A buffer overflow has been reported in the PHP openlog() function. By passing an argument of excessive size to the function, it may be possible for an attacker to overwrite memory, resulting in a denial of service or (unconfirmed) possible execution arbitrary commands within the PHP interpreter. Reproducible: Didn't try Steps to Reproduce: 1. 2. 3. Information taken from Bugtraq: http://www.securityfocus.com/bid/7210/discussion/ The vulnerability was reported for php 4.3.1 and later. Bugtraq states that it is likely that previous versions are affected. Link to original post on bugtraq: http://www.securityfocus.com/archive/1/316488 Proof of concept exploit has been published. Temporary (unofficial and unconfirmed) workaround is to disable the openlog function: http://www.securityfocus.com/archive/1/316583 I think there is no fixed version of php because I cannot find anything in respect to openlog in the changelog of php4 or php5, also bugtraq contains no hint to fixed version/patch. I searched the php website for some information on this bug but found nothing. Therefore I believe, that the vulnerability is also in php 4.3.4 (latest stable in portage), especially since php-5rc1 (released on 18 Mar 2004) is still affected. I hope that I didn't overlook something (bugfix, patch,...).

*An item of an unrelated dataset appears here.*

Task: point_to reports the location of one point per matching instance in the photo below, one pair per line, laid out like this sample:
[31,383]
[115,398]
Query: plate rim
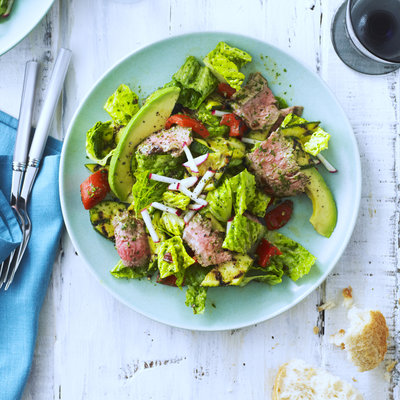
[345,239]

PHP herd -- could you review/comment?
Looking now ...
Here's what I've looked at so far: * The syslog.c source code file hasn't been touched since January 2004, and no fixes for any bug like this have been committed since php-4.3.1 was released. * I can't reproduce the buffer overflow issue. I've loaded a copy of php-4.3.4 with debugging statements, and I can't see any problem. And I can't spot an obvious problem from reviewing the code either. The key part of the openlog() function comes down to a call to estrndup(): ZEND_API char *_estrndup(const char *s, uint length ZEND_FILE_LINE_DC ZEND_FILE_LINE_ORIG_DC) { char *p; HANDLE_BLOCK_INTERRUPTIONS(); p = (char *) _emalloc(length+1 ZEND_FILE_LINE_RELAY_CC ZEND_FILE_LINE_ORIG_RELAY_CC); if (!p) { HANDLE_UNBLOCK_INTERRUPTIONS(); return (char *)NULL; } HANDLE_UNBLOCK_INTERRUPTIONS(); memcpy(p, s, length); p[length] = 0; return p; } This function is used throughout PHP for duplicating strings. If openlog() was vulnerable, then there would be many other exploits also possible. If you have code that reproduces this fault, please add it to this bug. The script included in one of the links below does not show up this security hole. Best regards, Stu
No response from submitter in ~1 week. Since we were unable to reproduce this bug locally and have not had further contact from the original submitter, closing as invalid.